The LA study expanded, due in no small part to information provided by Case 057. Over 65 percent of men in the cluster reported more than 1,000 partners in their lifetimes, over 75 percent more than fifty in the past year. But most could offer only a handful of names of those partners.

As well as donating plasma for analysis, Case 057 managed to provide seventy-two names of the roughly 750 partners he had had in the previous three years. Also, his distinctive name may have been easier for other men to remember, says McKay. “The fact that Dugas provided the most names, and had a more memorable name himself, likely contributed to his perceived centrality in this sexual network.”

By the time the expanded study was published in 1984, the same year Dugas died of his illness, the cluster showed dozens of cases connecting several North American cities. Near the very center of an accompanying diagram is a floating case that links both coasts, the itinerant Dugas. Case 057, the Out-of-California case, had been rechristened simply as Patient 0 – causing much speculation in the media.

“Casting” an epidemic
The journalist Randy Shilts would use the LA cluster study as an important thread in his bestselling book on the AIDS crisis, And the Band Played On. During the book’s research, he became fascinated by the study’s Patient 0.

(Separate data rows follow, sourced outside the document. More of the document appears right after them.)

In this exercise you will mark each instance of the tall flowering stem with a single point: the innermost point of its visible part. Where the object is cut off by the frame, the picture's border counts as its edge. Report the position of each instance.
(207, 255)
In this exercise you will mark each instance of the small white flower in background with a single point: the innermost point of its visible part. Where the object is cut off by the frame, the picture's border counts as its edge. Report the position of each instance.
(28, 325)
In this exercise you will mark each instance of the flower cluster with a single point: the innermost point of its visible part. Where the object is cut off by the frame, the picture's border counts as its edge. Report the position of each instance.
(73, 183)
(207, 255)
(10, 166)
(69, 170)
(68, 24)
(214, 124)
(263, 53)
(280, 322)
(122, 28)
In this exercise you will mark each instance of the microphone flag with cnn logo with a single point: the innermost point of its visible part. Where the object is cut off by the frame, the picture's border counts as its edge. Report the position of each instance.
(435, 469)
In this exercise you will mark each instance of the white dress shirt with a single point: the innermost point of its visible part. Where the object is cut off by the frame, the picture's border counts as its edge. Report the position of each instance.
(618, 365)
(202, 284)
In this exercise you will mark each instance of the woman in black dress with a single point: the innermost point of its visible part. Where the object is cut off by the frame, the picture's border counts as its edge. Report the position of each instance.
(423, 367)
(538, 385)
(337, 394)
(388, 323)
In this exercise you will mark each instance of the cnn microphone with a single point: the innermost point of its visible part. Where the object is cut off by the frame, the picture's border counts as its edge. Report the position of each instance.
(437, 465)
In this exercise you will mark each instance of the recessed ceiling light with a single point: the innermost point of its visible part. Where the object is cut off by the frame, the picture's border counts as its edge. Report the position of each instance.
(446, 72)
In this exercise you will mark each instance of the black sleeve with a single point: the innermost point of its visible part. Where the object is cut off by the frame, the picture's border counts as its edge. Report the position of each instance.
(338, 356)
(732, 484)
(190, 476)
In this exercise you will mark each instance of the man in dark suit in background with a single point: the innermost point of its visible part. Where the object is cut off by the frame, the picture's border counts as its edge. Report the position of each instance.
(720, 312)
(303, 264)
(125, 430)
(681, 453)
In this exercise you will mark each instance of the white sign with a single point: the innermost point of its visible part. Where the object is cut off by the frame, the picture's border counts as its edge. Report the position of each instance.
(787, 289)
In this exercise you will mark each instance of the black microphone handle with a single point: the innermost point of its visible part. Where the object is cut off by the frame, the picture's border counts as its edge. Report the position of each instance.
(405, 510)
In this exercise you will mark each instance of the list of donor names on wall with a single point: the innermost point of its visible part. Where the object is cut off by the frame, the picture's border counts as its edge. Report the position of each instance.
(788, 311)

Motivated to find out more about this man, Shilts eventually learned his name in 1986. The journalist tracked down his friends and colleagues for interviews, and, as Patient Zero, made him one of the more memorable villains in his book.

To call attention to the crisis, Shilts set out to “humanize the disease,” says McKay, who discovered that an early outline for the book actually listed “The Epidemic” itself among the cast of characters. “To Shilts, Dugas as Patient Zero came to represent the disease itself.”

The 1982 study had initially suggested to investigators that the period between infection and the appearance of AIDS symptoms might be several months.

By the time Shilts’s book was published in 1987, however, it was known that an infected individual might not display symptoms for several years, and that the study was unlikely to have revealed a network of infection. Yet Shilts uncritically resurrected the story of the Los Angeles cluster study and its Patient 0, with long-standing consequences.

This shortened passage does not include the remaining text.